Author: Los Angeles County Public Library
Publisher:
Published: 1926
Total Pages: 1364
ISBN-13:
DOWNLOAD EBOOKAuthor: Fred Benjamin Millet
Publisher:
Published: 1944
Total Pages: 742
ISBN-13:
DOWNLOAD EBOOKAuthor: Library of Congress. Copyright Office
Publisher:
Published: 1927
Total Pages: 1176
ISBN-13:
DOWNLOAD EBOOKAuthor: Library of Congress. Copyright Office
Publisher: Copyright Office, Library of Congress
Published: 1928
Total Pages: 2398
ISBN-13:
DOWNLOAD EBOOKPart 1, Books, Group 1, v. 24 : Nos. 1-148 (March, 1927 - March, 1928)
Author: Library of Congress
Publisher:
Published: 1968
Total Pages: 710
ISBN-13:
DOWNLOAD EBOOKAuthor: Rosalind Rosenberg
Publisher: Columbia University Press
Published: 2004-11-03
Total Pages: 412
ISBN-13: 0231501145
DOWNLOAD EBOOKThis remarkable story begins in the years following the Civil War, when reformers—emboldened by the egalitarian rhetoric of the post–Civil War era—pressed New York City's oldest institution of higher learning to admit women in the 1870s. Their effort failed, but within twenty years Barnard College was founded, creating a refuge for women scholars at Columbia, as well as an academic beachhead "from which women would make incursions into the larger university." By 1950, Columbia was granting more advanced degrees to women and hiring more female faculty than any other university in the country. In Changing the Subject, Rosalind Rosenberg shows how this century-long struggle transcended its local origins and contributed to the rise of modern feminism, furthered the cause of political reform, and enlivened the intellectual life of America's most cosmopolitan city. Surmounting a series of social and institutional obstacles to gain access to Columbia University, women played a key role in its evolution from a small, Protestant, male-dominated school into a renowned research university. At the same time, their struggles challenged prevailing ideas about masculinity, femininity, and sexual identity; questioned accepted views about ethnicity, race, and rights; and thereby laid the foundation for what we now know as gender. From Lillie Devereux Blake, Annie Nathan Meyer, and Virginia Crocheron Gildersleeve in the first generation, through Ruth Benedict, Margaret Mead, and Zora Neale Hurston in the second, to Kate Millett, Gerda Lerner, and Ruth Bader Ginsburg in the third, the women of Columbia shook the world.

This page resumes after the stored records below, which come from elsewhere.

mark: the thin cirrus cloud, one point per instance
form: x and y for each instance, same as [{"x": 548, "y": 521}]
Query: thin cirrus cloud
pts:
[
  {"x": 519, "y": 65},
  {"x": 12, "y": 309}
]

Author: Carla Kaplan, Ph.D.
Publisher: Anchor
Published: 2007-12-18
Total Pages: 906
ISBN-13: 0307430367
DOWNLOAD EBOOK“ I mean to live and die by my own mind,” Zora Neale Hurston told the writer Countee Cullen. Arriving in Harlem in 1925 with little more than a dollar to her name, Hurston rose to become one of the central figures of the Harlem Renaissance, only to die in obscurity. Not until the 1970s was she rediscovered by Alice Walker and other admirers. Although Hurston has entered the pantheon as one of the most influential American writers of the 20th century, the true nature of her personality has proven elusive. Now, a brilliant, complicated and utterly arresting woman emerges from this landmark book. Carla Kaplan, a noted Hurston scholar, has found hundreds of revealing, previously unpublished letters for this definitive collection; she also provides extensive and illuminating commentary on Hurston’s life and work, as well as an annotated glossary of the organizations and personalities that were important to it. From her enrollment at Baltimore’s Morgan Academy in 1917, to correspondence with Marjorie Kinnan Rawlings, Langston Hughes, Dorothy West and Alain Locke, to a final query letter to her publishers in 1959, Hurston’s spirited correspondence offers an invaluable portrait of a remarkable, irrepressible talent.